Wire the model into your build

Your coding assistant gets its first instruction at 4:02, "add the AI brief generator to the app," with nothing else attached, because the account manager two desks over is trying it at five. By 4:24 there are fourteen new files, including a sign-in screen and a migration for a database you do not have. By 4:55 the demo runs clean on your sample notes. At 5:03 the account manager pastes notes from a live account and gets a raw error, and the browser's developer tools show the deeper problem: the assistant wrote the model call into the page itself, so your API key ships to every browser that loads it.

You arrive with a model chosen and a Proof Table of five real inputs from Choose the model you ship. One hour with a coding assistant turns those into a working feature, and rather than describe that hour in the abstract, we replay ours: the session that wired the fridge feature into FuelTheFam. The drill runs the same hour on your build.

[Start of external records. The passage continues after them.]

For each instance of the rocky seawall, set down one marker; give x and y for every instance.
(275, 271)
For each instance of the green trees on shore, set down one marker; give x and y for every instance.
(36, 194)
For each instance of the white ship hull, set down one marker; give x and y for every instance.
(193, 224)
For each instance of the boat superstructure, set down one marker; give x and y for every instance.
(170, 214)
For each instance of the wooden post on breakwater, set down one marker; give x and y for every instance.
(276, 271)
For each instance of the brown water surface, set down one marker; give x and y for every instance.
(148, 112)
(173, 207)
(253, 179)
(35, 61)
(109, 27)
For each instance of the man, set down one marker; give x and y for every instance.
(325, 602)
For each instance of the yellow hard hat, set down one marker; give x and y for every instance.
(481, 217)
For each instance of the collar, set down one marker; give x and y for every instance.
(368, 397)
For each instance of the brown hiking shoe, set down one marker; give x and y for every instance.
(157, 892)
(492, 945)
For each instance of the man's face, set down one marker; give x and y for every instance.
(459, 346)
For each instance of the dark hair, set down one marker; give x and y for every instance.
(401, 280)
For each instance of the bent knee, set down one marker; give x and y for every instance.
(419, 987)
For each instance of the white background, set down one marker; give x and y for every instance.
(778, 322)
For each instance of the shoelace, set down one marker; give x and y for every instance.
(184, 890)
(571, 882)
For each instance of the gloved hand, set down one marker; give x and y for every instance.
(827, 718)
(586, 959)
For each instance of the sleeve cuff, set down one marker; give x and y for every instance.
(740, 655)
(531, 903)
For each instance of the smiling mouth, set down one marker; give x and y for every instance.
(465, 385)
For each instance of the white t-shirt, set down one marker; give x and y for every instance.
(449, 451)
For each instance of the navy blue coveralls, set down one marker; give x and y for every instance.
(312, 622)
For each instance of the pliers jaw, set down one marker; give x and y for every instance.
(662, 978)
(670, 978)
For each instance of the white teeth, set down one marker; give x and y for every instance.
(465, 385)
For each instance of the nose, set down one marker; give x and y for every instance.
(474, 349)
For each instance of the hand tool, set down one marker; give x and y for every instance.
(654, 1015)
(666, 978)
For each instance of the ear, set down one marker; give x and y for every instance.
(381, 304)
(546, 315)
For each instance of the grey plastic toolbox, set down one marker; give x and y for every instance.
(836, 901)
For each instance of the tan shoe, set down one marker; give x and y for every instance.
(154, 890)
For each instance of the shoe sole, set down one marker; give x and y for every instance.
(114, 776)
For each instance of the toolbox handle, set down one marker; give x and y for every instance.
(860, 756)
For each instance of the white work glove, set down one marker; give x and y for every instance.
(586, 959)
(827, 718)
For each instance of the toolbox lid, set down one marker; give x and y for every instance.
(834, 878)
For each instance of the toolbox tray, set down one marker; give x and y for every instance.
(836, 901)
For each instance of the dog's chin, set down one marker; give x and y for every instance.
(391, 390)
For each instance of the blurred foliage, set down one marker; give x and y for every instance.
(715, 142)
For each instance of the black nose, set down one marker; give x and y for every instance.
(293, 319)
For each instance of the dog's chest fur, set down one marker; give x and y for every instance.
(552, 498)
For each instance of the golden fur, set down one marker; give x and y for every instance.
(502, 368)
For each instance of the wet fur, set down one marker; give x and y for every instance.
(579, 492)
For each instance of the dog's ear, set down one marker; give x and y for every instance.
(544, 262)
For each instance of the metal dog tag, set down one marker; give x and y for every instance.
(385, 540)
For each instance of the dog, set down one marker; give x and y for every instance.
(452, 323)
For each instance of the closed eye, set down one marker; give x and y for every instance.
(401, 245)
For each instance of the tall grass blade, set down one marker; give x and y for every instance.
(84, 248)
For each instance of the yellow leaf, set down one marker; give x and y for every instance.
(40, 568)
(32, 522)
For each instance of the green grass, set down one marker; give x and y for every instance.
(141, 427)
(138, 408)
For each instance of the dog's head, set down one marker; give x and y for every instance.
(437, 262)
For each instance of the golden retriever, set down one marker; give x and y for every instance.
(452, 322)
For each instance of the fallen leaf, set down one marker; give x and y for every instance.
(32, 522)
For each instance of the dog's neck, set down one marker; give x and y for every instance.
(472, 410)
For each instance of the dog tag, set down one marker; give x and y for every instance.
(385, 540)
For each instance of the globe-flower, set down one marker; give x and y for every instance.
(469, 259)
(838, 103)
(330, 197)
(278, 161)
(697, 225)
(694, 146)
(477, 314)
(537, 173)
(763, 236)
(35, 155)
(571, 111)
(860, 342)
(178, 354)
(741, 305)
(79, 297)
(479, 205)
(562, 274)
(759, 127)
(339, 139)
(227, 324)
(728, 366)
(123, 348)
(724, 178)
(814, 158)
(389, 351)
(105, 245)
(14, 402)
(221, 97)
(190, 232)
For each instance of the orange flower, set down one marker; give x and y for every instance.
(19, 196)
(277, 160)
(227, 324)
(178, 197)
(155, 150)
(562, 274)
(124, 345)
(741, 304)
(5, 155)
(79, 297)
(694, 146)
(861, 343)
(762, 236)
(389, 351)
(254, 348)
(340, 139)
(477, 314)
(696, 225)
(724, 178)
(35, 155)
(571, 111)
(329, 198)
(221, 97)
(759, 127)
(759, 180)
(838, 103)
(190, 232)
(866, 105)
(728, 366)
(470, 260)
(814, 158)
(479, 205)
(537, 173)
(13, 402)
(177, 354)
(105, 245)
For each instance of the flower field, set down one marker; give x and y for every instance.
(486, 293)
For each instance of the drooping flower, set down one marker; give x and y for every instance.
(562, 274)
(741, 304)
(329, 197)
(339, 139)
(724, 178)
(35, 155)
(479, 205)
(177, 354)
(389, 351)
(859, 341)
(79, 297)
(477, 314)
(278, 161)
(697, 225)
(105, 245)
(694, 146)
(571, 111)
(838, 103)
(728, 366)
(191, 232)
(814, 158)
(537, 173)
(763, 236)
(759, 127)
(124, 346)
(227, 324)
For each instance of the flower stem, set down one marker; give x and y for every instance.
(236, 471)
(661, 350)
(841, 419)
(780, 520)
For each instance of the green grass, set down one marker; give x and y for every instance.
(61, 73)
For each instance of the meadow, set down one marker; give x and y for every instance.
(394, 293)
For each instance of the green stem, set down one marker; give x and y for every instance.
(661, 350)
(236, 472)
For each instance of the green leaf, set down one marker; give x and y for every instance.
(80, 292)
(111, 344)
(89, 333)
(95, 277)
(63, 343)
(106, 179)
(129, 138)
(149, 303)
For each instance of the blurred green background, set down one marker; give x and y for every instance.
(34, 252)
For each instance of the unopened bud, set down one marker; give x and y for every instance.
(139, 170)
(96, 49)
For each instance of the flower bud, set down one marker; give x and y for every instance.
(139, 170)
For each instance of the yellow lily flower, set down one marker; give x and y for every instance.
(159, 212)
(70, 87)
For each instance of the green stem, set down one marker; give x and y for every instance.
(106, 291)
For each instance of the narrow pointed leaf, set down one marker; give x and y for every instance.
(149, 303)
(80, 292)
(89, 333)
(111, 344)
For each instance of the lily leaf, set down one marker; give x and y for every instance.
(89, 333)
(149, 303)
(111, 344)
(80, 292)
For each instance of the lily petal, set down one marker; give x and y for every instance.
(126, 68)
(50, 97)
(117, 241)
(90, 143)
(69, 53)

The project file: ten lines before the first ask

A session starts from zero: the assistant is handed no record of your product, your users, or your past decisions, and generic defaults fill any gap you leave. So the hour opens with a project file. Claude Code reads a file named CLAUDE.md at the project root at the start of every session, and AGENTS.md is the same convention in other tools. Ours, the day the fridge feature went in, held ten lines:

# FuelTheFam
FuelTheFam is a family nutrition app for busy parents.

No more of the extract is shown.